Nucleosides, essential substrates for a variety of intracellular metabolic reactions, are obtained from dietary and endogenous sources. Nucleotides (which dephosphorylate to nucleosides prior to intestinal absorption) are present in milk and have trophic effects on the developing gastrointestinal tract. The mechanism of transport of nucleosides in the developing intestine of suckling rats is unknown. To address this issue, we therefore examined uridine uptake in rat everted intestinal sacs. In suckling rats (15-17 days old), tissue uptake of low (5-microM) and high (60 microM) concentrations of [3H]-uridine was linear for up to 2 min of incubation.
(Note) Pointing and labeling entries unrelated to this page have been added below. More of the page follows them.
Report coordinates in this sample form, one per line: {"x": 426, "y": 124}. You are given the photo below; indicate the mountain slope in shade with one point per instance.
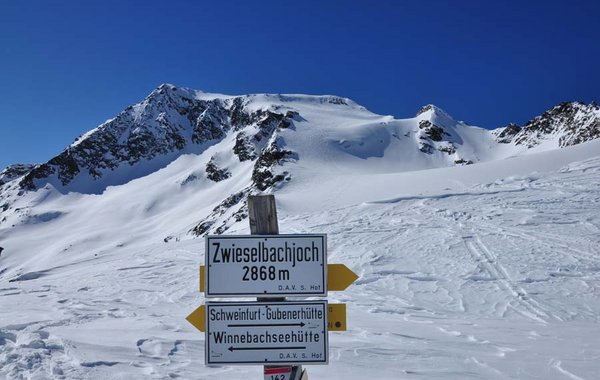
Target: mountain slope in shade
{"x": 566, "y": 124}
{"x": 469, "y": 271}
{"x": 489, "y": 270}
{"x": 239, "y": 145}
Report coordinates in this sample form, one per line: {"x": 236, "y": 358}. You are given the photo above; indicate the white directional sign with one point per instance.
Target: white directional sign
{"x": 266, "y": 332}
{"x": 266, "y": 265}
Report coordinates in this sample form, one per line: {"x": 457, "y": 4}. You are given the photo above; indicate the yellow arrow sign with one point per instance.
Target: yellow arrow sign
{"x": 198, "y": 318}
{"x": 339, "y": 277}
{"x": 336, "y": 315}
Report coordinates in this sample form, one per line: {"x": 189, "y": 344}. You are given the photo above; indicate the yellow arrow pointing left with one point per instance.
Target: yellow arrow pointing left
{"x": 198, "y": 318}
{"x": 336, "y": 315}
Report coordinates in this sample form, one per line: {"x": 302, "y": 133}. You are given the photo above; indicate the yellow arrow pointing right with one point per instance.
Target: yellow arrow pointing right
{"x": 339, "y": 277}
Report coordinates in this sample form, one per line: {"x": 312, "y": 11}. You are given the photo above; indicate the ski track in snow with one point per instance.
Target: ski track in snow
{"x": 499, "y": 283}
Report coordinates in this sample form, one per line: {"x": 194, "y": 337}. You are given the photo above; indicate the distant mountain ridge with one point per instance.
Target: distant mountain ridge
{"x": 255, "y": 143}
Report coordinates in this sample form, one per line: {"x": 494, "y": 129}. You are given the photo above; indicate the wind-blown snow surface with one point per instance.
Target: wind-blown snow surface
{"x": 487, "y": 271}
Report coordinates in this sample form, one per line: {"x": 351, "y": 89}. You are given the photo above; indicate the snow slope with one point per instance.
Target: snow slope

Initial rate of uptake of [3H]-uridine was (i) not significantly different in the jejunum and the ileum; (ii) greater in the presence of Na+, than other cations; (iii) saturable as a function of concentration with a Vmax of 21,044 +/- 2,302 pmol/g tissue wet wt/30 sec and an apparent Km of 33.8 +/- 10.1 microM; (iv) inhibited by high concentration (500 microM) of unlabeled uridine and other nucleosides; (v) temperature-dependent; (vi) energy-dependent; and (vii) pH-sensitive. Developmental maturation was associated with a progressive decrease in the Vmax of the uridine transport process (21,044 +/- 2,302, 14,651 +/- 1,679, and 8,461 +/- 1,369 pmol/g tissue wet wt/30 sec for suckling, weanling, and adult rats, respectively) and a progressive increase in the apparent Km of the uptake system (33.8 +/- 10.1, 55.6 +/- 13.1, and 61.7 +/- 14.5 microM for suckling, weanling, and adult rats, respectively). We concluded that uptake of uridine by the developing intestine of suckling rats involves a carrier-mediated system, which is energy- and temperature-dependent, and requires extracellular sodium. Furthermore, the uptake process was found to undergo clear ontogenic changes with maturation.